Außergerichtliche Kosten auch des Berufungsverfahrens sind nicht zu erstatten.

Tatbestand:

Der Kläger erhebt Anspruch auf Rente wegen Erwerbsminderung.

Der am 1949 geborene Kläger stammt aus Bosnien-Herzegowina. Rentenrechtliche Zeiten hat er dort nicht zurückgelegt. Eine förmliche Berufsausbildung wurde nicht durchlaufen. Der Kläger war seit Mai 1971 im Inland versicherungspflichtig beschäftigt, nach eigenen Angaben als Landschaftsgärtner, 1979 bis 1982 als Maurer, dann bis 1993 als Arbeiter in einer Papierfabrik. Seit 01. Oktober 1993 stand er im Dienst der H. H. Baugeschäft GmbH in E ... Nach deren Angaben (Auskunft vom 16. März 2006) war er auf Anweisung im Mauern, Schalen, Betonieren und Armieren beschäftigt; er habe keine Pläne lesen können und die für die Qualität seiner Arbeit erforderliche Anlernzeit habe etwa 24 Monate betragen; bei zuletzt Lohngruppe 3 (Facharbeiter) sei er gegenüber Helfern weisungsbefugt gewesen.

Nach Eintritt von Arbeitsunfähigkeit im zuletzt ausgeübten Beruf bewilligte die Beklagte (damals noch Landesversicherungsanstalt Baden-Württemberg) eine Heilmaßnahme in der Klinik P. W. in B. O., die der Kläger vom 14. Mai bis 04. Juni 2002 durchlief und aus der er arbeitsfähig entlassen wurde. Trotz mehrerer orthopädischer Diagnosen (Veränderungen und Beschwerden an Schulter, Hals- und Lendenwirbelsäule) wurden mittelschwere Tätigkeiten im Wechselrhythmus noch mehr als sechs Stunden möglich erachtet (Entlassungsbericht Oberarzt Dr. O. vom 03. Juli 2002). Der Kläger blieb weiter arbeitsunfähig geschrieben. Das Arbeitsverhältnis wurde zum 30. September 2002 beendet. Nach Erschöpfung des Anspruchs auf Krankengeld mit 08. November 2003 bezog er bis 01. Januar 2006 Arbeitslosengeld.
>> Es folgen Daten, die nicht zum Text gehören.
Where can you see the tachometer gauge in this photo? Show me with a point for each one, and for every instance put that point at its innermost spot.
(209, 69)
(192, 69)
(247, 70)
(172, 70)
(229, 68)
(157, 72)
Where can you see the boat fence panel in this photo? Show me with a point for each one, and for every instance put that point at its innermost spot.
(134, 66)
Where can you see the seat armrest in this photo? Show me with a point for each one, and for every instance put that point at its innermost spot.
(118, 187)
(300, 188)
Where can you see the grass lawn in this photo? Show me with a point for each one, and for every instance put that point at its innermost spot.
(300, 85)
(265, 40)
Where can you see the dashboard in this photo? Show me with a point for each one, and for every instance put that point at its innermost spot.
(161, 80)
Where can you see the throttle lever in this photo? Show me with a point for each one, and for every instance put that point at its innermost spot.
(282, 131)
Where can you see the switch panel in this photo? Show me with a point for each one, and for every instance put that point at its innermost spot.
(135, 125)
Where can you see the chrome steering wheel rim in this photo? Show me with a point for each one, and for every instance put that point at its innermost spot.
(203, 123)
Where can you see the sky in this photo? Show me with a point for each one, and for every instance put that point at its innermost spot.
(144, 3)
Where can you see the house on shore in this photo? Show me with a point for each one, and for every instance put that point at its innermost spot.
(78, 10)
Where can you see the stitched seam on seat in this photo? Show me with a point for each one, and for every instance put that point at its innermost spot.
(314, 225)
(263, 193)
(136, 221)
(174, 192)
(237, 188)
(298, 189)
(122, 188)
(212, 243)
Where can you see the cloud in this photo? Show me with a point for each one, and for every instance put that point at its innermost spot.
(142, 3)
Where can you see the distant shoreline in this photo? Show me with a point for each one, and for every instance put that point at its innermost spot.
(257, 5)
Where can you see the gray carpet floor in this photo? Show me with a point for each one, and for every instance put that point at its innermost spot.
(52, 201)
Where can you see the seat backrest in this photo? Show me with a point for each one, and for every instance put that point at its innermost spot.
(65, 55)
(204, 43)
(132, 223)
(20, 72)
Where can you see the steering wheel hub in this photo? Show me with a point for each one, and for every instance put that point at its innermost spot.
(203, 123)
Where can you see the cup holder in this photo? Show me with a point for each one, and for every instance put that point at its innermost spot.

Nachdem ein Antrag auf eine vorzeitige neue Heilmaßnahme erfolglos geblieben war (ablehnender Bescheid vom 25. April 2005), beantragte der Kläger am 20. Mai 2005 Rente wegen Erwerbsminderung. Die Beklagte zog das Gutachten des Arztes für Orthopädie Dr. B. vom 13. April 2005 aus dem vorgenannten Antragsverfahren bei. Der Arzt nannte als Diagnosen Diabetes, polyarthritische Beschwerden, Verschleißerscheinungen beider Kniescheiben, Rückenleiden und Depressionen. Im Vordergrund stehe die depressive Grundhaltung. Eine Bandscheibenvorwölbung L4/5 sei derzeit funktional unauffällig. Der Kläger könne die Tätigkeit als Maurer und mittelschwere Tätigkeiten des allgemeinen Arbeitsmarkts sechs Stunden und mehr verrichten. Mit Bescheid vom 25. Mai 2005 lehnte die Beklagte den Rentenantrag ab, da aufgrund der genannten Diagnosen Tätigkeiten auf dem allgemeinen Arbeitsmarkt noch im Umfang von mindestens sechs Stunden täglich ausgeübt werden könnten.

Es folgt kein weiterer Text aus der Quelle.